Mary Fraser took a few tentative steps forward and leaned into the image.
“That’s writing,” she said, pointing to, but not touching, the etching. “Arabic.”
“Hebrew,” corrected Lacoste.
“Do you know what it says?” Delorme asked Lacoste.
“
By the waters of Babylon
,” said Isabelle.
“
We sat down and wept
,” Mary Fraser finished the quote, taking a step away from the image. “The Whore of Babylon.”
“Holy shit,” said Sean Delorme.
* * *
Gamache and Henri walked toward the edge of the village. Henri had his ball, and Armand had his script.
He looked down at the title, smeared with dirt from the grave Ruth had dug for it. But it hadn’t rested in peace. He’d dug it up and now it was time he read it.
She Sat Down and Wept.
It could be a coincidence. Almost certainly was. That the title of a play by a serial killer was so similar to the phrase carved onto the side of the weapon of mass destruction.

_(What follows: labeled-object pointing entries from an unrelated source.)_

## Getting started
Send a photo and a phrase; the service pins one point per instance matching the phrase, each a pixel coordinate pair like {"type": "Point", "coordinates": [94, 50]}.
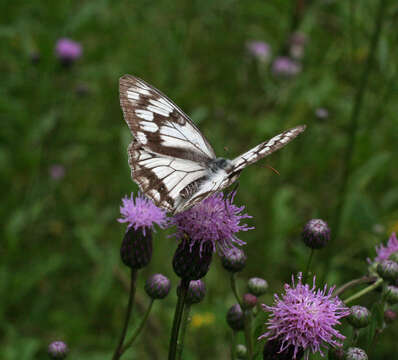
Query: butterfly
{"type": "Point", "coordinates": [170, 160]}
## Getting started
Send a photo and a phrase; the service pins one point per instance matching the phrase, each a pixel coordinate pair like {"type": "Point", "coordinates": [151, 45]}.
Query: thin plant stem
{"type": "Point", "coordinates": [248, 333]}
{"type": "Point", "coordinates": [307, 270]}
{"type": "Point", "coordinates": [364, 291]}
{"type": "Point", "coordinates": [184, 326]}
{"type": "Point", "coordinates": [352, 283]}
{"type": "Point", "coordinates": [139, 329]}
{"type": "Point", "coordinates": [118, 351]}
{"type": "Point", "coordinates": [234, 289]}
{"type": "Point", "coordinates": [354, 119]}
{"type": "Point", "coordinates": [233, 345]}
{"type": "Point", "coordinates": [177, 318]}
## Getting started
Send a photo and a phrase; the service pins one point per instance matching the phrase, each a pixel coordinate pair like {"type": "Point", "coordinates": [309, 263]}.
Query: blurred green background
{"type": "Point", "coordinates": [64, 164]}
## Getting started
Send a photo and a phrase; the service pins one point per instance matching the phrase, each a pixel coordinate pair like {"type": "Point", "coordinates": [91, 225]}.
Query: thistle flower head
{"type": "Point", "coordinates": [141, 213]}
{"type": "Point", "coordinates": [384, 252]}
{"type": "Point", "coordinates": [304, 317]}
{"type": "Point", "coordinates": [215, 220]}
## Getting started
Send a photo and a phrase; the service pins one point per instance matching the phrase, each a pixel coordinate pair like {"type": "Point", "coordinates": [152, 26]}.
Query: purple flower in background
{"type": "Point", "coordinates": [68, 50]}
{"type": "Point", "coordinates": [284, 66]}
{"type": "Point", "coordinates": [141, 213]}
{"type": "Point", "coordinates": [57, 171]}
{"type": "Point", "coordinates": [384, 252]}
{"type": "Point", "coordinates": [214, 220]}
{"type": "Point", "coordinates": [304, 317]}
{"type": "Point", "coordinates": [259, 49]}
{"type": "Point", "coordinates": [321, 113]}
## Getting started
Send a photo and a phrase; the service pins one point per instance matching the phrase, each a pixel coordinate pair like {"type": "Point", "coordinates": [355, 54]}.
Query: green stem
{"type": "Point", "coordinates": [364, 291]}
{"type": "Point", "coordinates": [356, 110]}
{"type": "Point", "coordinates": [118, 351]}
{"type": "Point", "coordinates": [184, 326]}
{"type": "Point", "coordinates": [177, 318]}
{"type": "Point", "coordinates": [248, 333]}
{"type": "Point", "coordinates": [234, 289]}
{"type": "Point", "coordinates": [139, 329]}
{"type": "Point", "coordinates": [307, 270]}
{"type": "Point", "coordinates": [233, 345]}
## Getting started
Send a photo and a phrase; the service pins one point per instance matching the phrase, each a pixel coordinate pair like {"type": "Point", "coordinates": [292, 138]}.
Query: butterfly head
{"type": "Point", "coordinates": [221, 163]}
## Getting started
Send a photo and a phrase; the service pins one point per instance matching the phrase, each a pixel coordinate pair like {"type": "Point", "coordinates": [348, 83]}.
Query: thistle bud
{"type": "Point", "coordinates": [136, 249]}
{"type": "Point", "coordinates": [196, 292]}
{"type": "Point", "coordinates": [192, 262]}
{"type": "Point", "coordinates": [241, 351]}
{"type": "Point", "coordinates": [249, 301]}
{"type": "Point", "coordinates": [355, 354]}
{"type": "Point", "coordinates": [234, 260]}
{"type": "Point", "coordinates": [58, 350]}
{"type": "Point", "coordinates": [390, 316]}
{"type": "Point", "coordinates": [391, 294]}
{"type": "Point", "coordinates": [257, 286]}
{"type": "Point", "coordinates": [316, 234]}
{"type": "Point", "coordinates": [388, 270]}
{"type": "Point", "coordinates": [235, 318]}
{"type": "Point", "coordinates": [157, 286]}
{"type": "Point", "coordinates": [359, 317]}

Coincidences happened, Armand knew. And he knew not to read too much into them. But he also knew not to dismiss them altogether.
He’d planned to read the play at home, in front of the fireplace, but he didn’t want to sully his home. Then he thought he’d take it to the bistro, but decided against that too. For the same reason.
“Aren’t you giving it more power than it deserves?” Reine-Marie had asked.
“Probably.”
But they both knew that words were weapons too, and when fashioned into a story their power was almost limitless. He’d stood on the porch, holding the script.
Where to go?
To a place already sullied beyond redemption, he thought. Though the only place that came to mind was the forest, where a boy had been murdered and a gun designed to kill
en masse
had sat for decades. But there were too many people and he didn’t want to have to explain himself.
So if not a place that was damned, there was only the alternative. The divine. A place that could withstand the onslaught of John Fleming.
He and Henri walked to the edge of the village. They climbed the stairs to the doors of the old chapel, always unlocked, and stepped inside.
No one was in St. Thomas’s Church but it didn’t feel empty. Perhaps because of the stained-glass boys, there in perpetuity. Sometimes Armand would go up to St. Thomas’s just to visit them.